The guy should have listened to Nick, because Amy frames him too. After the persecuted husband appeals to his wife on TV, she decides Desi is a liability. So, Amy fakes rope marks on her wrists and puts on a feigned horror show for the CCTV cameras. With the stage set, she seduces Desi and slits his throat with a box cutter. Sorry, pal – you’re just the latest sucker.

Things look bad for Nick when police discover the “murder” weapon and charge him with the crime. He’s barely out on bail when the blood-smeared Amy returns home and falls into his less than welcome arms. She recites a sob story about Desi kidnapping her and blames the cops for arresting her husband. The authorities are happy to believe her version of events, if only to close the case and put an end to media scrutiny. As for Nick, Tanner abandons him and leaves the couple to their own devices. It’s a fake marriage that breaks Margo’s heart, but the lawyer calls it right: Nick and Amy deserve each other.
Honourable Mention: Treacherous Wives
Shattered (1991) – Judith Merrick (Greta Scacchi)

Another film with a treacherous wife (spoiler alert!), this 1990s thriller mixes a standard amnesia plot with enough twists to keep the story original and compelling.
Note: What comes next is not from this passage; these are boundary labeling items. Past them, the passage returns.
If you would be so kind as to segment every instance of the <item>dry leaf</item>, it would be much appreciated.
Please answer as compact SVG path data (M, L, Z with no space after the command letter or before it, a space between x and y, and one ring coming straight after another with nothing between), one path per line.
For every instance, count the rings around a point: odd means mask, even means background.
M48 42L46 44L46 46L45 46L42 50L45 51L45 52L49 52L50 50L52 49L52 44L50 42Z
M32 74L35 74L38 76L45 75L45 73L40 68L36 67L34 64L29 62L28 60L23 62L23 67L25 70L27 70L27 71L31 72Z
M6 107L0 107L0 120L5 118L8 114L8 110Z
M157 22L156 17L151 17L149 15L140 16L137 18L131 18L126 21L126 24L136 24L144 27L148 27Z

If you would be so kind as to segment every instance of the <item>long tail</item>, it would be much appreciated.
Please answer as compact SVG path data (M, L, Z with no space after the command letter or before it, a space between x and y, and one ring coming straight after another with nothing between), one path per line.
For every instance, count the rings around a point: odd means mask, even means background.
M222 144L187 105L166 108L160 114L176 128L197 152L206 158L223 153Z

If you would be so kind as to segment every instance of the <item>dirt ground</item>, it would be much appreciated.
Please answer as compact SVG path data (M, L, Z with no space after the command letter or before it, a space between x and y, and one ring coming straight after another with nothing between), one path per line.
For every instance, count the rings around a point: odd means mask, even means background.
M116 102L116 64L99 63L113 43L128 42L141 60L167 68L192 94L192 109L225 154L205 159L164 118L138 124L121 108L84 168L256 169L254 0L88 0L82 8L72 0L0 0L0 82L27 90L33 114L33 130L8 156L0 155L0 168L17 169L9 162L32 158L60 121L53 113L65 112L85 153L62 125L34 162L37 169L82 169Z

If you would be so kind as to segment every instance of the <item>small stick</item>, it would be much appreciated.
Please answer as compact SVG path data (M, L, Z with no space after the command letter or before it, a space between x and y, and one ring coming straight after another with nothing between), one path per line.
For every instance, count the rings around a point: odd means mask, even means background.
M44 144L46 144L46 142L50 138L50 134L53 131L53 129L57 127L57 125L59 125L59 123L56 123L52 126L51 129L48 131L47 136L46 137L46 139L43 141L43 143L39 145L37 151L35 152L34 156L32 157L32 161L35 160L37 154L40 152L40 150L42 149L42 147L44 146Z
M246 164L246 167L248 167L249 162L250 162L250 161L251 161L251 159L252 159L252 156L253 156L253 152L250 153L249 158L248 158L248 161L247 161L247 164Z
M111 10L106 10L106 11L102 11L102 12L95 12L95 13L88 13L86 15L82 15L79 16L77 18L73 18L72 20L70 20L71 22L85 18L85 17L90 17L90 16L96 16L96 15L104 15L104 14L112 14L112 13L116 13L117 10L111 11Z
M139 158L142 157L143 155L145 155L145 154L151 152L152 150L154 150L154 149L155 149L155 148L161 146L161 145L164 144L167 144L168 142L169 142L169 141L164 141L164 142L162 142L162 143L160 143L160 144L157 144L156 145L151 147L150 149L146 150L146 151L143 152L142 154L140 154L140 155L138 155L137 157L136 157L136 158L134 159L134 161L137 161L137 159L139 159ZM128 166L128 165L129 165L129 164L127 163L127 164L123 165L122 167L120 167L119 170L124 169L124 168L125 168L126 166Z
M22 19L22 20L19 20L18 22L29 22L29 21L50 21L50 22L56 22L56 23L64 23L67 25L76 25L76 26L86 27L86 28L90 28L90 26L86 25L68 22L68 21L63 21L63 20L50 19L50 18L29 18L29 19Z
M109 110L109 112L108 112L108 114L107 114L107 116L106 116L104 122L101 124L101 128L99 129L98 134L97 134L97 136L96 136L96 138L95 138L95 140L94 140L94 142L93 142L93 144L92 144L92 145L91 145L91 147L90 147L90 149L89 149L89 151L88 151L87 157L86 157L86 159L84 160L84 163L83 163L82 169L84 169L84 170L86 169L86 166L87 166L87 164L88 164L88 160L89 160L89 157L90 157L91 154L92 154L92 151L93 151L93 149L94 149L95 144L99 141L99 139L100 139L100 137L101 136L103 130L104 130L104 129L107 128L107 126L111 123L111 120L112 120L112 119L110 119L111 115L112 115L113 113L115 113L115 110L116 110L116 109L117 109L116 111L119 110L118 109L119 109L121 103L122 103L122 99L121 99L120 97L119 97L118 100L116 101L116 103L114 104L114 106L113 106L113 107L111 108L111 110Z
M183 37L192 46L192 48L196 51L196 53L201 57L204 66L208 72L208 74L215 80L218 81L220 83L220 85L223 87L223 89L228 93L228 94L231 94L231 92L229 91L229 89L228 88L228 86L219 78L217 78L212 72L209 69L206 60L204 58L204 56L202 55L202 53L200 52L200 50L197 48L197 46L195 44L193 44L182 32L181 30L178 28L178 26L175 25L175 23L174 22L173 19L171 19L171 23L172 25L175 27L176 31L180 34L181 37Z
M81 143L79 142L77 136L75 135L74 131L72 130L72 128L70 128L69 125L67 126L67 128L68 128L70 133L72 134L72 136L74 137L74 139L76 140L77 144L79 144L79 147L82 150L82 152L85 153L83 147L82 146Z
Dan Merrick (Tom Berenger) wakes up after a car accident and lengthy coma, but can only remember general details and nothing personal. Following extensive plastic surgery to reconstruct his damaged face, he returns home to his loving wife Judith.
However, a mix of troubling flashbacks and information from his business partner, Jeb (Corbin Bernsen), leads Dan to suspect something is amiss. After he discovers Judith was having an affair with a man named Stanton, who hired private investigator Gus Klein (Bob Hoskins), it appears the car accident may have been attempted murder.
Things get even more mysterious when Dan and Gus observe Judith meet Stanton at a remote hotel, only to get shot at and nearly have a fatal road accident themselves. Then “Stanton” shows up at Dan’s house, and it’s revealed “he” is Judith in disguise. The villainess tells her husband that he’s a murderer. They hid Stanton’s body in a shipwreck, and she’s been covering for him ever since.
Someone fatally stabs Jeb’s wife, Jenny (who Dan was having an affair with) when she gets too close to the truth. Keeping up with this? The biggest twist comes when Dan examines the body – preserved in formaldehyde – and finds it’s actually… well, himself.
Dan is really Stanton, and Judith killed the real Merrick. The wife goes psycho, shoots Gus and takes Dan… er, Stanton on a car ride. Judith disappoints as a villainess since the first murder was self-defence, but she’s still a lunatic responsible for killing Jenny. The murderer gets all crazy and suicidal, and Stanton bails just before she drives over a cliff. Another car accident, only this time it’s Judith who goes up in flames.